[Rutherford]

In esters 1 and 4 there is conjugation and the IR frequencies should have lower values, so I would assign them the A spectrum. 2 and 3 would have spectrum B. Correct?

[discodermolide]

Ester 1 is a vinyl ester and is not conjugated. The only one conjugated with the carbonyl is ester 4.

[Rutherford]

But the lone pair on oxygen produces the conjugation from C=C to C=O.

[discodermolide]

Surely that is a resonance form  and not an actual molecule?

[Rutherford]

But the resonance from would contribute to the IR shift.

[orgopete]

In esters 1 and 4 there is conjugation and the IR frequencies should have lower values, so I would assign them the A spectrum. 2 and 3 would have spectrum B. Correct?

This makes no sense. Only one structure gives Spectrum A and one for B.

[Rutherford]

That was my original thinking, but I don't see a way how to do it. How to conclude which one?

[CrazyAssasin]

First of all, we can throw away the second one because it has no C=C group. The only one conjugated is 4 and it matches A spectra. While speaking about 1 and 3, they both have approximately the same shifts for C=C and C=O groups, however the intensity of C=C shift varies. The intensity in IR spectra shows the polarity of the functional group. The polarity of C=C is much more greater in 1 than in 3, because former has one carbon atom attached to oxygen. Therefore the intensity of C=C shift is larger of the first one. So only 3 should match B spectra.

[Rutherford]

I still don't understand why everyone is excluding 1. I think it has conjugation through the lone pair on oxygen, if it didn't, then we could also say that pyrrole isn't aromatic.

[discodermolide]

That resonance structure does not look at all likely to me..
If you want to do this then do not use the C=C.

[Rutherford]

Okay, I thought it could contribute.

[Rutherford]

The polarity of C=C is much more greater in 1 than in 3, because former has one carbon atom attached to oxygen. Therefore the intensity of C=C shift is larger of the first one. So only 3 should match B spectra.

I don't understand your conclusion. Why can't 1 match spectrum B? Both 1 and 3 have bigger IR shifts than A.

[orgopete]

The purported resonance structures are incorrect.
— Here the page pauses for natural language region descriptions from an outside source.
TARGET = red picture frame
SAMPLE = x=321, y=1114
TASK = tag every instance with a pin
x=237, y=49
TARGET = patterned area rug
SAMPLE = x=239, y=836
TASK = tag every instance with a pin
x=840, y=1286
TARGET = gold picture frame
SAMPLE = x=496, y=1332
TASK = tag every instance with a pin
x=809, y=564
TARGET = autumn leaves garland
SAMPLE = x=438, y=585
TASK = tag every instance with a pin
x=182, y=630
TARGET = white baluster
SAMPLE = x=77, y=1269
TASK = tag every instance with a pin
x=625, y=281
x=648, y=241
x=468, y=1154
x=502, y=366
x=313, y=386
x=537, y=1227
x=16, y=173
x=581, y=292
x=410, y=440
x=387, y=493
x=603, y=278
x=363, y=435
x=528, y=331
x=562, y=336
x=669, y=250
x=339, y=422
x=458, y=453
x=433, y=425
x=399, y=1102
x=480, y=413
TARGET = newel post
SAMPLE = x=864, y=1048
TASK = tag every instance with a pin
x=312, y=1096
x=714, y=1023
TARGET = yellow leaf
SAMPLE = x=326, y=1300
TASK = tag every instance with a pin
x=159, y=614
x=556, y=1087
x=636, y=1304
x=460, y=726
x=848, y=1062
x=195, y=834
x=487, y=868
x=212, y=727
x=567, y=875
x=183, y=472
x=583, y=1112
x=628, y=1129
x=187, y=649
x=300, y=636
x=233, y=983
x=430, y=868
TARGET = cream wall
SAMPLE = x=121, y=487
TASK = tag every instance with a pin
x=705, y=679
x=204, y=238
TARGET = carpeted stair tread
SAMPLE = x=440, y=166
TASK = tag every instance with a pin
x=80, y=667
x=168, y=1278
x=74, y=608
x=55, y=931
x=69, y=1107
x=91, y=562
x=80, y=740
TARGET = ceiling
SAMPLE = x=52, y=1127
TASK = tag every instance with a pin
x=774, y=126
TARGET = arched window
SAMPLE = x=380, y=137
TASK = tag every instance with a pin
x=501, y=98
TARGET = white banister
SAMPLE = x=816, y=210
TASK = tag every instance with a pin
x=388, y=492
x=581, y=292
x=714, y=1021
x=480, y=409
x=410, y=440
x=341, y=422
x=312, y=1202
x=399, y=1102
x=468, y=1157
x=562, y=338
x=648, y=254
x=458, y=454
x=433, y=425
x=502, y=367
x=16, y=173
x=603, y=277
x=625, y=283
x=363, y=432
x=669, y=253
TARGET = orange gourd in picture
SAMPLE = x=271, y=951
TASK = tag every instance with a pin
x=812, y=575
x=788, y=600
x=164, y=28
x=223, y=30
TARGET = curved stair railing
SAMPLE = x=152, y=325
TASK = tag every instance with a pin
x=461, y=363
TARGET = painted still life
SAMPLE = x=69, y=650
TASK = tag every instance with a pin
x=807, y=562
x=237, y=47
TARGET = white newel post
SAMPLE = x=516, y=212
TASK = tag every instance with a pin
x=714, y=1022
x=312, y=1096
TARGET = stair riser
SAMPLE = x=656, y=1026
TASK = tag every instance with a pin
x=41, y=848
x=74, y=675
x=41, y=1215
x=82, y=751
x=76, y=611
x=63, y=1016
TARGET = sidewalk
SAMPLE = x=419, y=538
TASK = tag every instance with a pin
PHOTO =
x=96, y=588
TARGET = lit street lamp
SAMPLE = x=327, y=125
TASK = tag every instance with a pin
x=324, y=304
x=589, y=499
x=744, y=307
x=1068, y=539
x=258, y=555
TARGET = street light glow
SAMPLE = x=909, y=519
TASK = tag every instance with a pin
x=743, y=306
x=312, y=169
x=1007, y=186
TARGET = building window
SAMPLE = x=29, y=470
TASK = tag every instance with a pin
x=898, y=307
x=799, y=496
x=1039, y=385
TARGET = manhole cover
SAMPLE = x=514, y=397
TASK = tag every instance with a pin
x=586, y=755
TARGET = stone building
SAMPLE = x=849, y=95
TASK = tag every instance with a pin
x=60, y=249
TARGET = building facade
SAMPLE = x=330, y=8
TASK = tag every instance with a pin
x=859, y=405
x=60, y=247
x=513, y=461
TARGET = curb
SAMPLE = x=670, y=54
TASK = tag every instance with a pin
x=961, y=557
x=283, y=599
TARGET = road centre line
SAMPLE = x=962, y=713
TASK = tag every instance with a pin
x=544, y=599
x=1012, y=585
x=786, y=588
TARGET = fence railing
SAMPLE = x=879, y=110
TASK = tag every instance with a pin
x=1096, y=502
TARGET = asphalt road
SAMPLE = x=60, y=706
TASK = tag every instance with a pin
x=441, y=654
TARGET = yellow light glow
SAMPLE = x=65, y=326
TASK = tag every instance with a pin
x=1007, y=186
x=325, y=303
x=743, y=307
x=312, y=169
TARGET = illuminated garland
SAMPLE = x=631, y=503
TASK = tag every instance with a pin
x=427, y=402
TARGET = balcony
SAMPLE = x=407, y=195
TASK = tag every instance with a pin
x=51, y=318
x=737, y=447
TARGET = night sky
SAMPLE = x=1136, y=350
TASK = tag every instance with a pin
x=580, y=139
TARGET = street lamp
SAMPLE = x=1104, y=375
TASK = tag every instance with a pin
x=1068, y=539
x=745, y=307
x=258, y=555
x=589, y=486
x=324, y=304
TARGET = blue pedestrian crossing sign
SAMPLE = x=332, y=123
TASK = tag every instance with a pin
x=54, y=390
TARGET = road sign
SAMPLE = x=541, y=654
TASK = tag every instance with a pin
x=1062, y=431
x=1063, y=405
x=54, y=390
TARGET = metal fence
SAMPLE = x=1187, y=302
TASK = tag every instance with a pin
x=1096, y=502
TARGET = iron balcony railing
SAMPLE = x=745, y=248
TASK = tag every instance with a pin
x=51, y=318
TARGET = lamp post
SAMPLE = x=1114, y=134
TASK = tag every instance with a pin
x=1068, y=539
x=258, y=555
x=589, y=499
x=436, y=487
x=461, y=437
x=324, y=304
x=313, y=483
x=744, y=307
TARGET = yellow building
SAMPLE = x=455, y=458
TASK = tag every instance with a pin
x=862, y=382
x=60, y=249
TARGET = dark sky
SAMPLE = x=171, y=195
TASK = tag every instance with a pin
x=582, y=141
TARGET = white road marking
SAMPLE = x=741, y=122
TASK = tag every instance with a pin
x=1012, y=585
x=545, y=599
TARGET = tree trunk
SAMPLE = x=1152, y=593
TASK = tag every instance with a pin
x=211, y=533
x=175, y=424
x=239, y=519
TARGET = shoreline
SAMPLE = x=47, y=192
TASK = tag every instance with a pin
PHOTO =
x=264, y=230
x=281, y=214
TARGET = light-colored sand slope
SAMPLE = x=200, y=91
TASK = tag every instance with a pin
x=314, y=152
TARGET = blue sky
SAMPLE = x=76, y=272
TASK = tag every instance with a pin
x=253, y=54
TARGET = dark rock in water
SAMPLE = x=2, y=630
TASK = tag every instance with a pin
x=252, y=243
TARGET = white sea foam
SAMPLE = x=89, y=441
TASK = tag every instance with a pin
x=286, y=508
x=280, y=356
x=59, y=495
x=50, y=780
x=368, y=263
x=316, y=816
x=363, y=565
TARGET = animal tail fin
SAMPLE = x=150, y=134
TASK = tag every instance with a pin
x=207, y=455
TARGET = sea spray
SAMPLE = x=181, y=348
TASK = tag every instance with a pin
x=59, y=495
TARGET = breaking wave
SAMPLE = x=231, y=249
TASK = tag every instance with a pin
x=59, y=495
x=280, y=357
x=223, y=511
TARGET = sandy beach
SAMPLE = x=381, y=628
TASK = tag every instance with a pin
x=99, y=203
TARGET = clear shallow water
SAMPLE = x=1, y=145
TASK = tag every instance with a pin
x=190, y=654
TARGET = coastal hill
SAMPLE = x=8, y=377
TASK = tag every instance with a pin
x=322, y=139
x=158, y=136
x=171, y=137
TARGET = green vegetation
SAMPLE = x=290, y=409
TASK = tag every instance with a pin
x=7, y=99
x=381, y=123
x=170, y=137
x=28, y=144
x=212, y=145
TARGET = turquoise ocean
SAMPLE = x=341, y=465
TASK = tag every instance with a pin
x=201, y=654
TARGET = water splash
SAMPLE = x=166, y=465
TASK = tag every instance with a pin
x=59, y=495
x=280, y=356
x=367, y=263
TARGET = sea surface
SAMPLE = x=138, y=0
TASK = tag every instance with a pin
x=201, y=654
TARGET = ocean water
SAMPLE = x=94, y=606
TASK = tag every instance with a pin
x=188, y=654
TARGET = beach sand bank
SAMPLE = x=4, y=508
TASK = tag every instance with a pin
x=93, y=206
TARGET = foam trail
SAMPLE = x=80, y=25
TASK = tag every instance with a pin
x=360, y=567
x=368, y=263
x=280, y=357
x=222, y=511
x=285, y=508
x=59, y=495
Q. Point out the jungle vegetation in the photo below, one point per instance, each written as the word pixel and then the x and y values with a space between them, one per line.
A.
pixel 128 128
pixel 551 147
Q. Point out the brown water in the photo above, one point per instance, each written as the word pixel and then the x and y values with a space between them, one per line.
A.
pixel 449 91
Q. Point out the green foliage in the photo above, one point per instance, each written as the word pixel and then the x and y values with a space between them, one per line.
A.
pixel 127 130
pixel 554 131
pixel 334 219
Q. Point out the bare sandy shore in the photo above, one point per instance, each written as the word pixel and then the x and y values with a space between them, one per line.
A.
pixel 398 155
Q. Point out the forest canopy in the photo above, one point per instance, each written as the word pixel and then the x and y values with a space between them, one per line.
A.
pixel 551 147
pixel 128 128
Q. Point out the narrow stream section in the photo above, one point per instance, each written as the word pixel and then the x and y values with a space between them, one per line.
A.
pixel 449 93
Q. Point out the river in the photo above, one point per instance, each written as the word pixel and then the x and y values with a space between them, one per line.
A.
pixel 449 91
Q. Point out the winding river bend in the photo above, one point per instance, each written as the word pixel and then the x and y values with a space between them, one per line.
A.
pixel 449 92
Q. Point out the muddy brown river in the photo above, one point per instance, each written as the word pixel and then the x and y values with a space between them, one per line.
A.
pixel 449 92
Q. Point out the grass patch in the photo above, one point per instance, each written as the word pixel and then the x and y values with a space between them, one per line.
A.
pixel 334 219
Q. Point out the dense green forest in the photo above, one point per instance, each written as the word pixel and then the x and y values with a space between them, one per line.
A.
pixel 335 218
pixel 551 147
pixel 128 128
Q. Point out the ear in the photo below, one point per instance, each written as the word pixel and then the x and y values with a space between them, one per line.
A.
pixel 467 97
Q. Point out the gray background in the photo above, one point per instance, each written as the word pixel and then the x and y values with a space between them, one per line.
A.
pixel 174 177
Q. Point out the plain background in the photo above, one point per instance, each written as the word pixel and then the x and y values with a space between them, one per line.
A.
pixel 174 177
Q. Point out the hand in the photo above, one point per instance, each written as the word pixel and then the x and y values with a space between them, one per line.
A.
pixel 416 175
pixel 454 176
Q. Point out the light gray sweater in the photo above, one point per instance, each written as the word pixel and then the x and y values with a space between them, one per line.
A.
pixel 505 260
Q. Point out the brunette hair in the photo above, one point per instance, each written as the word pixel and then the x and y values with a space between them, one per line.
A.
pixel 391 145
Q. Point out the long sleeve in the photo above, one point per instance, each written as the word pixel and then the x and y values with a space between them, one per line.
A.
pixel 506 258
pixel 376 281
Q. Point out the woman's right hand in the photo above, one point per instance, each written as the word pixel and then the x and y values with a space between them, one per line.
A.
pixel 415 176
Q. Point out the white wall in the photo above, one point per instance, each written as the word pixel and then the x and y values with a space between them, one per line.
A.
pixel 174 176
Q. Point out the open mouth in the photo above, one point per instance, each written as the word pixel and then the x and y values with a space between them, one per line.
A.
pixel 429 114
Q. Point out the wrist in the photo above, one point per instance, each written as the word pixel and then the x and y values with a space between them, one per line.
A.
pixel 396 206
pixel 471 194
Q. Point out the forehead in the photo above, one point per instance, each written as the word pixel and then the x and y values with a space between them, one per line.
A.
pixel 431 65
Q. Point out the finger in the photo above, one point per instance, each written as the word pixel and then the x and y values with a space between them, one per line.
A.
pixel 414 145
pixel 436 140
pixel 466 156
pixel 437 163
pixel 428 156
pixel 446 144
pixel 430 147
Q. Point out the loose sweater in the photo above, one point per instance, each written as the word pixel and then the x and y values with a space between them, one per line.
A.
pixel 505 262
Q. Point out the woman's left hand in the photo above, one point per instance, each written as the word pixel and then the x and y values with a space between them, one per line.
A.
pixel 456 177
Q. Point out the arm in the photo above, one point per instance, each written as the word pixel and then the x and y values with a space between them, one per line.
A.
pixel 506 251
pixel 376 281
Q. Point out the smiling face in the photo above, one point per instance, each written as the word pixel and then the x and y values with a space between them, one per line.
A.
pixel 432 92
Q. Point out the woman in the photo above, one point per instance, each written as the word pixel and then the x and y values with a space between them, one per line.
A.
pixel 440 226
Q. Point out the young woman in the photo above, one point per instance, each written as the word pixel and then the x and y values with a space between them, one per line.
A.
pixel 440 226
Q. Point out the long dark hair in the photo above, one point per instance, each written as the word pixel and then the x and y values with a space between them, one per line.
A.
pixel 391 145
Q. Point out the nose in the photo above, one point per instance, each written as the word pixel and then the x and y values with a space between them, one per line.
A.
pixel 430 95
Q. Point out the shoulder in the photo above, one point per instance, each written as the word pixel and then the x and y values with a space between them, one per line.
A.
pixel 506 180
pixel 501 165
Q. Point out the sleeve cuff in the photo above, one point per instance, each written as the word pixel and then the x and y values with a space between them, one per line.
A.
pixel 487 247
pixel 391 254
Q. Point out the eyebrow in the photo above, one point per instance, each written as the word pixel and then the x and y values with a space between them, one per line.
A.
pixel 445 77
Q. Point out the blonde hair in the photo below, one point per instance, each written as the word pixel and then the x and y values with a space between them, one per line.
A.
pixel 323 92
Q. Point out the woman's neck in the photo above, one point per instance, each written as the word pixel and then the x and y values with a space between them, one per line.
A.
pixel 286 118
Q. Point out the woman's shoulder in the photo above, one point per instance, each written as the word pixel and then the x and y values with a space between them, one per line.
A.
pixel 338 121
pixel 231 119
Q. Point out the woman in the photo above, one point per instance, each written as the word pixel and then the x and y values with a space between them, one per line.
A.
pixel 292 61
There should be a positive charge on the carbon in which electrons were removed and not on the oxygen. The oxygen now has 10 electrons and no charge. However, carbonyl frequencies respond to donating and withdrawing groups. The C=C-C=O would be shifted to lower frequencies. Structure 1 would match spectrum B. I guess you can get the rest.

This is how I reason structure 1. The oxygen is attached to an electron withdrawing C=C. Although oxygen could provide some inductive withdrawal and resonance donation (but weaker than nitrogen), the C=C group negates that property. It is now a stronger withdrawing group and shifts the carbonyl to higher frequencies.

[Rutherford]

Yes, this is the part I can't solve, but I don't understand your thoughts completely. Could you elaborate it more deeply?

[orgopete]

Okay, the spectra cannot correspond with structure 2, because it doesn't have a double bond nor 4 because it would be shifted to lower frequencies. Allyl ester 3 is spectrum B because the double bond is isolated from the carbonyl group. The carbonyl is like an aliphatic ester. This leaves 1 and A. The carbonyl of an acid chloride is shifted to higher frequency because of the electron withdrawing effect of the chlorine. A nitrogen might be expected to also shift the carbonyl group to higher frequency, however the non-bonded electrons can be donated to the carbonyl group. This shifts the carbonyl frequency lower. This donation can be seen in the NMR spectra by a reduced rotation about the C-N bond and a compound like DMF will show two methyl peaks.

This brings us to oxygen. Will the non-bonded electrons shift the carbonyl group to lower frequencies as the nitrogen or to higher frequencies as a chlorine? In regular esters, the effects seem to nearly cancel each other and an ester frequency is quite similar to a ketone. If a C=O is attached to the oxygen, the carbonyl will shift to higher frequencies (look up an anhydride). Although a C=C is not as withdrawing as a carbonyl group, it is withdrawing none the less. You may check pKa tables to realize this effect. The vinyl ester, 1, corresponds with spectrum A.